Conservation biology is a mission-driven science: it applies ecology, genetics, and evolutionary biology to the problem of preserving life's diversity in an age of rapid loss. Because it is both rigorous and urgent, its best reading path alternates between science that explains how nature works and narratives that convey what is at stake, then turns toward what can actually be done.
Starting with the scale of the crisis gives the technical material its purpose. And ending with restoration and rewilding keeps the subject from being only a chronicle of loss.
Grasp the scale of the crisis
The Sixth Extinction by Elizabeth Kolbert is the essential, Pulitzer-winning account of the current wave of extinctions and their human cause; read it first to set the stakes. The Song of the Dodo by David Quammen deepens this with island biogeography, the science that explains why fragmentation is so deadly. The Diversity of Life by Edward O. Wilson makes the case for biodiversity itself with a master naturalist's authority.

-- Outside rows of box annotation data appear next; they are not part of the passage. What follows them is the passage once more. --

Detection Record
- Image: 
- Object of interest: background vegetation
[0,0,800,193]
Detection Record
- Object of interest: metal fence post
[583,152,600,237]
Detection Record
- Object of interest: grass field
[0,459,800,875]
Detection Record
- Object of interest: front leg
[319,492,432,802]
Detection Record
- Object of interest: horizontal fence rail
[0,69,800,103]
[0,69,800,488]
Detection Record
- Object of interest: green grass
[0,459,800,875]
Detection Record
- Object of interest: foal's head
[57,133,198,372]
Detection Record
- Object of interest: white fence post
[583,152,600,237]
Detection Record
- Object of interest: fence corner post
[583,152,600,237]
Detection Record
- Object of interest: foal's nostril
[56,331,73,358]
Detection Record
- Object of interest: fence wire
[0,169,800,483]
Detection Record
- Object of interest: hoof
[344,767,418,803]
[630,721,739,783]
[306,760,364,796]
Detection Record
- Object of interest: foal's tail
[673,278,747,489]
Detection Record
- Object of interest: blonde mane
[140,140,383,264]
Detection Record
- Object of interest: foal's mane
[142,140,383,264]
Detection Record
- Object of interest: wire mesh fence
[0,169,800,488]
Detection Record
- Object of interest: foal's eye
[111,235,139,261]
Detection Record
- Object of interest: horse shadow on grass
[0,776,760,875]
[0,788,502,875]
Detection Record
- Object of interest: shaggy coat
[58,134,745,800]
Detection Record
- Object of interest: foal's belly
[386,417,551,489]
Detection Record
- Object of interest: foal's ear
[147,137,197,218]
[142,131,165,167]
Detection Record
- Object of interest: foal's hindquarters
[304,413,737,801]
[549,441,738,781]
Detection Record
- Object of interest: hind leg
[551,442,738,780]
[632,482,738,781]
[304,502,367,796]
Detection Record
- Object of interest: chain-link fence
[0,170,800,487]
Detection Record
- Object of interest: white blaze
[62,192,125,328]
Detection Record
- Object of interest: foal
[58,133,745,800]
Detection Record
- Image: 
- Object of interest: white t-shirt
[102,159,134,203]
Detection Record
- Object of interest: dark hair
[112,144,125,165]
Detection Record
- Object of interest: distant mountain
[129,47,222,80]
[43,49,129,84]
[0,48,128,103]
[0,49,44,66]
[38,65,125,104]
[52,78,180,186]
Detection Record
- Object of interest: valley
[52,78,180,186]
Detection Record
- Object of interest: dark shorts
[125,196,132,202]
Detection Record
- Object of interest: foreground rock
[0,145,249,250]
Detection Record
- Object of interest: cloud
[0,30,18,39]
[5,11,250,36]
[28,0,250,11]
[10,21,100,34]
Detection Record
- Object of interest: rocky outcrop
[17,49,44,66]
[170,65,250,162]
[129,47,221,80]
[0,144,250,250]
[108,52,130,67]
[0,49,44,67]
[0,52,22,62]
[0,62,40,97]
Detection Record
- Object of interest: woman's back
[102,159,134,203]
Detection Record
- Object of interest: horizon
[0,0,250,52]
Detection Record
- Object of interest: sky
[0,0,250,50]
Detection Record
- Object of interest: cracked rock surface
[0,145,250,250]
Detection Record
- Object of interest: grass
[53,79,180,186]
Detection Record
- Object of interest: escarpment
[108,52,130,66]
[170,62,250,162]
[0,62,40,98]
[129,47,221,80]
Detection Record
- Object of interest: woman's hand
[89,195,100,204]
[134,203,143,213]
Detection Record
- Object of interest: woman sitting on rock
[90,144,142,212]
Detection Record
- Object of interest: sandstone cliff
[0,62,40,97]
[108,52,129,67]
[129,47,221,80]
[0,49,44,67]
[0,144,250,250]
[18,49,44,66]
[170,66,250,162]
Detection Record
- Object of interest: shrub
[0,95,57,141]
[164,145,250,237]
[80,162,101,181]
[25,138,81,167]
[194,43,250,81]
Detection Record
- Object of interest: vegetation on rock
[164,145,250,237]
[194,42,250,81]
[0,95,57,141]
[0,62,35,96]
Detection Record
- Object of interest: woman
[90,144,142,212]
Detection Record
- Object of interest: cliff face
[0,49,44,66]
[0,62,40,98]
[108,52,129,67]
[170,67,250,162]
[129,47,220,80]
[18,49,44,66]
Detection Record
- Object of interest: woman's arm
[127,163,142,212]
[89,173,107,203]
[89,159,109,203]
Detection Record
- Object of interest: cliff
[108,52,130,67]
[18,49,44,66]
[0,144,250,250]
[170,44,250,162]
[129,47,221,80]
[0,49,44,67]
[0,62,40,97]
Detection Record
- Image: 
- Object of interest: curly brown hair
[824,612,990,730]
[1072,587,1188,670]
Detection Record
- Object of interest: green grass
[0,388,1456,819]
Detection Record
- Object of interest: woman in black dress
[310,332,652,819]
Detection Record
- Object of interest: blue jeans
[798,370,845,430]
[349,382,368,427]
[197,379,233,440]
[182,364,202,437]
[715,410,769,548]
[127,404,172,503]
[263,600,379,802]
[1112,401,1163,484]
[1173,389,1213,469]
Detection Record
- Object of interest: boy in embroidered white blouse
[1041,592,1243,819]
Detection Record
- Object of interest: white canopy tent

Build the ecological and conservation foundations
The science underneath needs its own footing. Ecology: Concepts and Applications by Manuel Molles and James Cahill is the textbook grounding in how ecosystems function, and Conservation Biology: An Introduction to Nature and Its Conservation by James Gibbs and colleagues is the field-specific text on principles and practice. The Future of Life by Edward O. Wilson connects the science to a hopeful conservation agenda.
Turn toward action and restoration
Conservation is not only protection; it is repair. Rewilding the world by Caroline Fraser surveys efforts to reconnect and restore large landscapes. Saving nature's legacy by Reed Noss and Allen Cooperrider lays out reserve design and regional planning. Feral by George Monbiot argues for rewilding with real passion, and Resurrection science by M. R. O'Connor examines the frontier of trying to bring back what is nearly gone.
Read in this order and the crisis becomes a call with a plan. Follow the full path to keep the argument coherent.